Con dos avemarías más y una Salve José, O’Rourke logró contestar:
—Hay gente que no tiene derecho a hablar de las mujeres.
—Yo no despedazo sus cadáveres —dijo Kelleher.
—No hablemos de esos horrores —exclamó Gallager.
—¡A callar todos! —dijo Mac Cormack.
De nuevo, se sumieron en el silencio.
—Los británicos deben de impacientarse —insinuó Callinan con voz suave.
Nadie le contestó.
—John Mac Cormack —dijo Kelleher al cabo de un rato (entretanto, no se había pronunciado una sola palabra)—, John Mac Cormack, no pareces muy tranquilo. Ya sé que no es canguelo. ¿Qué te pasa, entonces?
Larry O’Rourke miró a Mac Cormack.
—Es verdad, pareces raro.
Le alegraba que Kelleher lo dejase en paz.

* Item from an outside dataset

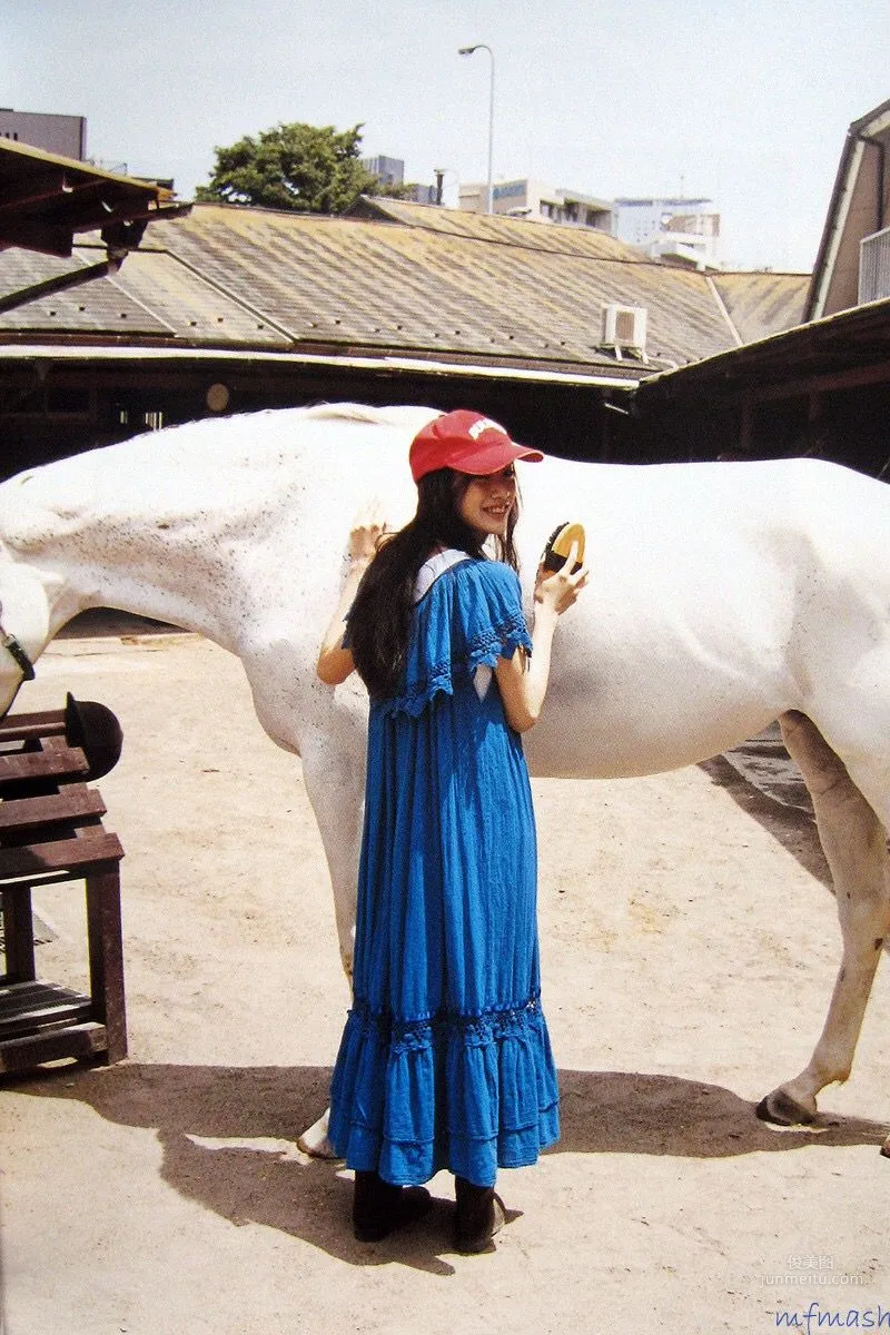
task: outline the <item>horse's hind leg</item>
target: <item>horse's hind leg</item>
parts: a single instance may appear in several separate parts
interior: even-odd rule
[[[811,1121],[819,1091],[850,1075],[881,947],[890,934],[890,894],[886,834],[874,810],[809,718],[789,713],[779,722],[813,794],[843,939],[831,1005],[809,1064],[758,1108],[759,1116],[789,1125]]]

—Sí —dijo Mac Cormack—. ¿Y qué?
O’Rourke lo miró angustiado. Sabía, igual que Kelleher, que Mac Cormack no tenía canguelo. ¿Qué le torcía el gesto, pues, de esa manera tan rara? Lo mismo que se la alargaba a él: la chica de arriba. Dejó de mirar a John para observar a Callinan. Pero Chris tenía una mirada azul y pura. Larry volvió a sentir angustia: seguro que tenía una facha peor aún que la de Mac Cormack. Kelleher los estaba acorralando. ¡Marica de la mierda! Por otra parte, ¿qué pasaba en realidad? ¿Y qué había pasado? Volvió a escudriñar la fisonomía de Callinan: era impenetrable. Luego se fijó de nuevo en Kelleher y observó que de pronto se estaba desentendiendo de todo eso. Entonces Mac Cormack miró su reloj y dijo:
—Sólo nos quedan dos minutos para responder.
—Para expulsar a la inglesa —dijo Gallager.
Dillon se asomó desde lo alto de la escalera.
—Ya no está. Se ha debido de largar.